Cheese and herb quiche
- Prepare
- less than 30 mins
- Cook
- 1 to 2 hours
- Serve
- Serves 6–8
- Dietary
- Nut-free
This quick and easy quiche uses ready-rolled puff pastry, but takes no shortcuts in terms of flavour with slow cooked leeks, gruyère and plenty of herbs.
Ingredients
- 450g/1lb ready-rolled puff pastry
- 20g/¾oz unsalted butter
- 3 leeks, finely chopped
- 5 free-range eggs
- 250ml/9fl oz whole milk
- 250ml/9fl oz double cream
- 1 tbsp Dijon mustard
- 500g/1lb 2oz baby spinach, cooked and squeezed dry
- 10g/½oz chives, chopped
- 10g/½oz tarragon, chopped
- 150g/5½oz gruyère
- salt and white pepper
Method
Preheat the oven to 200C/180C Fan/Gas 6. Line a 25cm/10in tart shell with the pastry and blind bake until golden brown, this will take 20 minutes. Set aside to cool slightly.
Meanwhile, add the butter to a frying pan on a low heat. Once melted, add the leeks and gently fry for around 30 minutes, until softened but without any colour.
Whisk together the eggs, milk, cream and mustard in a mixing bowl. Pass the mixture through a sieve, as this will help create a smooth set custard, and season well with salt and white pepper.
Spoon the softened leeks into the base of the tart shell, then scatter over the spinach, herbs and gruyère.
Carefully pour over the egg mixture, filling the tart almost to the top.
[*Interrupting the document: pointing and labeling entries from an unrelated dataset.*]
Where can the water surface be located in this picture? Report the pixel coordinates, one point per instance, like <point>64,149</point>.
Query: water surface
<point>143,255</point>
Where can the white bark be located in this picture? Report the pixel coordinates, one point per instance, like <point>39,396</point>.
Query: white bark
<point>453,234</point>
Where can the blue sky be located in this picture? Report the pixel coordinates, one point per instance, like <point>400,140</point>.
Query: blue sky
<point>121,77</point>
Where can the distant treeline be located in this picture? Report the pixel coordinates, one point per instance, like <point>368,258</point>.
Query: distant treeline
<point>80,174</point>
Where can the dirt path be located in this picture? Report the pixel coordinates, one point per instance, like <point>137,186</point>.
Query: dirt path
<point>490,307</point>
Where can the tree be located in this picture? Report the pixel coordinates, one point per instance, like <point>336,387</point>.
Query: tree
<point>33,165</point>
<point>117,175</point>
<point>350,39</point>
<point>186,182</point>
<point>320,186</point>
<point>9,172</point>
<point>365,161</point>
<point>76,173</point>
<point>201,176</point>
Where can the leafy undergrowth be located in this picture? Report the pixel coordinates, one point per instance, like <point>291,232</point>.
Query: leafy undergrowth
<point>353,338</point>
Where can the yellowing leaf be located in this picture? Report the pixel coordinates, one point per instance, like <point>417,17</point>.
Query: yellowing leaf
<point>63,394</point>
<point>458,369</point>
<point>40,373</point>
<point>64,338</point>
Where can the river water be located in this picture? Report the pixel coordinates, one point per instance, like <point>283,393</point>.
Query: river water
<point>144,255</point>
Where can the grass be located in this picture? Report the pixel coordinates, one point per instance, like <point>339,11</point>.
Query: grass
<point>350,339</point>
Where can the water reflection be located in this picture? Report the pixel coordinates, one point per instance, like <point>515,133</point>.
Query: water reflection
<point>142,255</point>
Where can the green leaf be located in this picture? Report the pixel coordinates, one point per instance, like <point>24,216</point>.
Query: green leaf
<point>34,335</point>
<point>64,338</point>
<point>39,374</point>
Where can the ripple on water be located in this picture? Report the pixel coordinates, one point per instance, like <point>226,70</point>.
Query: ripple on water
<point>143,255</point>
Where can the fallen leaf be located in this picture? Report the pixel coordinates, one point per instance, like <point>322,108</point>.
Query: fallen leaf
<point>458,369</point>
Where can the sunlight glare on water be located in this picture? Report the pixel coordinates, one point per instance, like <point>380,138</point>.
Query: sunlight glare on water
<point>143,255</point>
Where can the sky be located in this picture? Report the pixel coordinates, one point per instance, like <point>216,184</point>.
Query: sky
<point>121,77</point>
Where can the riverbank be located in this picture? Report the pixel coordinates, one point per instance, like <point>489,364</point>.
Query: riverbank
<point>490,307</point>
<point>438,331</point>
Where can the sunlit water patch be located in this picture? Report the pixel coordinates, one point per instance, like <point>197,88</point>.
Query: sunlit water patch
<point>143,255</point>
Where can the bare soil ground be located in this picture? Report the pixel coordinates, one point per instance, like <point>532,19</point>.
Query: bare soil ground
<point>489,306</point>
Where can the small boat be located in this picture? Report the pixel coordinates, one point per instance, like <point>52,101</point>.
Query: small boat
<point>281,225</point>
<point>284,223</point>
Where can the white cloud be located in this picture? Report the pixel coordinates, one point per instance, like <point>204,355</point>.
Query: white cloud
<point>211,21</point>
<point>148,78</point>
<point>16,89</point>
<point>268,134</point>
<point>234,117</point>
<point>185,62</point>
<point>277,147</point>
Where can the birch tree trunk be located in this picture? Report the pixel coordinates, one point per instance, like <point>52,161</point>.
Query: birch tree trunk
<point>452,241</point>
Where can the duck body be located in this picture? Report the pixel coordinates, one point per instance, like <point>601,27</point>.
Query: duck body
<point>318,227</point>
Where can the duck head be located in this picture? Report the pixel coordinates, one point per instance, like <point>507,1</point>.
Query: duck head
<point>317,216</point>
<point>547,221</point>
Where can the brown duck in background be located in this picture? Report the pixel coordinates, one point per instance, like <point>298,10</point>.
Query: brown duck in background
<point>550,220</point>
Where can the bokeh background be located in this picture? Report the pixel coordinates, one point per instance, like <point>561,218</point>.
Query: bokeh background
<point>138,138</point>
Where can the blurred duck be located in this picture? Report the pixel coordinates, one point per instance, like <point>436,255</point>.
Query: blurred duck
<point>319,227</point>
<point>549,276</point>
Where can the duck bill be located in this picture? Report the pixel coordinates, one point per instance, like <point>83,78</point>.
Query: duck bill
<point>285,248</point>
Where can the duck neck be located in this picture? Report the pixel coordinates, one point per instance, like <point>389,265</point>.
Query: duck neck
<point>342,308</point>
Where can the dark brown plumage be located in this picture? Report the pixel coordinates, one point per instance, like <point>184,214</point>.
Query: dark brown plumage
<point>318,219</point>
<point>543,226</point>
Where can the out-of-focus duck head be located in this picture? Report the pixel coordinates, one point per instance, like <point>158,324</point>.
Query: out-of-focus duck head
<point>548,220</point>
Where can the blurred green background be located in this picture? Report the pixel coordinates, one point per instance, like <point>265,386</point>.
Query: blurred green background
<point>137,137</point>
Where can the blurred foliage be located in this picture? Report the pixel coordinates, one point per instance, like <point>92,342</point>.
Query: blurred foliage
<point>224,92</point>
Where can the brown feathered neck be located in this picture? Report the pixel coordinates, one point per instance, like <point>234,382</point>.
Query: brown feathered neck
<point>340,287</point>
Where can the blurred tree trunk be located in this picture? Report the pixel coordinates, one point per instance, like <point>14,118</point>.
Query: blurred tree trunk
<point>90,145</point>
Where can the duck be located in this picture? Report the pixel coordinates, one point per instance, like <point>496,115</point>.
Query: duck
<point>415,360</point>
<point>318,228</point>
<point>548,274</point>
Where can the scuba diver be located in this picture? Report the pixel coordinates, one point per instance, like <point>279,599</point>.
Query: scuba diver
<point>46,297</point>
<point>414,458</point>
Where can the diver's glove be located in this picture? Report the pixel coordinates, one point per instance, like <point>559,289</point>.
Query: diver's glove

Top up with the remaining mixture once the tart is in the oven to avoid spilling.
Reduce the oven temperature to 170C/150C Fan/Gas 3½ and bake for around 30 minutes, until the filling is mostly set but still has a slight wobble in the centre.
Remove from the oven and leave to rest at room temperature for a couple of hours to fully firm up.
Slice and serve at room temperature.